Le kaolin et le sulfate de chaux ont pour but de donner plus de poids, plus de charge au papier.
La gélatine, la résine, la fécule et l'alun servent à le coller.
Le collage s'opère aussi à l'aide d'une sorte de savon résineux, préparé par la fusion de la résine avec du carbonate de soude; l'addition d'un peu d'alun dans la cuve ou pile précipite un composé résineux d'alumine, qui agglutine les fibres du papier, reconstitue ainsi l'adhérence primitive et naturelle existant entre les fibres végétales avant leur transformation en pâte, et permet d'écrire sur ce papier avec de l'encre ordinaire[137].
Le papier collé est donc celui qui ne boit pas l'encre ordinaire, et le papier non collé, celui qui boit cette encre: les papiers buvards et brouillards[138], ainsi que les papiers à filtrer, sont des papiers non collés.

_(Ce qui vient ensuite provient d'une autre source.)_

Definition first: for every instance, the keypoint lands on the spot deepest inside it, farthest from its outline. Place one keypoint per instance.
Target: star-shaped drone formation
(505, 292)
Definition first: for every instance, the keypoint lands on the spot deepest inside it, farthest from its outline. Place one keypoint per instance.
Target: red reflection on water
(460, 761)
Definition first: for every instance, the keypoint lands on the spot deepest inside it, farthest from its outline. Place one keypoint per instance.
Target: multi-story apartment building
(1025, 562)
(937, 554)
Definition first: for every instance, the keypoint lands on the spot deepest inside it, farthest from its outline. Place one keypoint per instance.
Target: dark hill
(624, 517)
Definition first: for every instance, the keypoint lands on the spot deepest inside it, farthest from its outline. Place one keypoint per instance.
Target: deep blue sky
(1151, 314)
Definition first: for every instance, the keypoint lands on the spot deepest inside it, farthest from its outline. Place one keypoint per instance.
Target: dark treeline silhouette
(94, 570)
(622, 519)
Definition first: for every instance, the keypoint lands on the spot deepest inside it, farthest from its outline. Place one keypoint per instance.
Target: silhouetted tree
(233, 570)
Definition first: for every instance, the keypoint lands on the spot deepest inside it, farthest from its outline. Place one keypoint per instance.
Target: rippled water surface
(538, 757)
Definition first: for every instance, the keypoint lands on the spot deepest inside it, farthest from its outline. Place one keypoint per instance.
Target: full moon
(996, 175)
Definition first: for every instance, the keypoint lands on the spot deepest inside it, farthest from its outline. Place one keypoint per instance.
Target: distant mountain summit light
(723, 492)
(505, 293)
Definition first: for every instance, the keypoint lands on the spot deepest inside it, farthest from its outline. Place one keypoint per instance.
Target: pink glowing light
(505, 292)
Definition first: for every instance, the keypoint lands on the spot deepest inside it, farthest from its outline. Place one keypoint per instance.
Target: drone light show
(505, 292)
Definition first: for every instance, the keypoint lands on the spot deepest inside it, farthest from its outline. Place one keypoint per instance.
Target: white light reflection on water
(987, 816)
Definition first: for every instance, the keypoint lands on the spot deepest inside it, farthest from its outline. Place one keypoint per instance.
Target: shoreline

Lorsqu'on veut écrire sur du papier non collé, mettre, par exemple, une dédicace sur le faux titre d'un livre imprimé sur du papier de ce genre, il suffit de déposer à l'endroit où l'inscription doit être faite un peu de sandaraque, qu'on étend en frottant avec le doigt: la sandaraque, qui n'est qu'une variété de résine, colle l'endroit frotté, en obstrue les pores, et empêche l'encre ordinaire d'y pénétrer trop profondément et de s'y étaler trop largement.
Le papier collé prend aussi moins bien, et par la même raison, l'encre d'imprimerie, mais il a plus de solidité et de résistance que le papier non collé. Il est aussi moins susceptible de se piquer, de s'altérer dans un air humide.
Le papier non collé a ses partisans: aux yeux de certains, l'impression, plus pénétrante, plus onctueuse, y a meilleur aspect, surtout quand l'ouvrage est accompagné d'illustrations. Pour essayer de contenter tout le monde, les fabricants ont adopté un moyen terme et créé le demi-collé.
Les papiers se lissent, se glacent et se satinent à l'aide de feuilles de carton ou de feuilles métalliques (acier, zinc ou cuivre) et de presses et de cylindres appelés, selon leur forme, laminoirs ou calandres[139].
Le papier couché est un papier, d'ordinaire très glacé[140], qui s'obtient en recouvrant une feuille de papier bien collé d'une couche de colle de peau et de blanc de Meudon mélangés. On y ajoute aussi du blanc de zinc, du sulfate de baryte, du talc, du chlorure de magnésium, etc.[141] Le papier couché est surtout employé pour le tirage des photogravures, des gravures en couleurs et des publications ornées de ce genre de vignettes.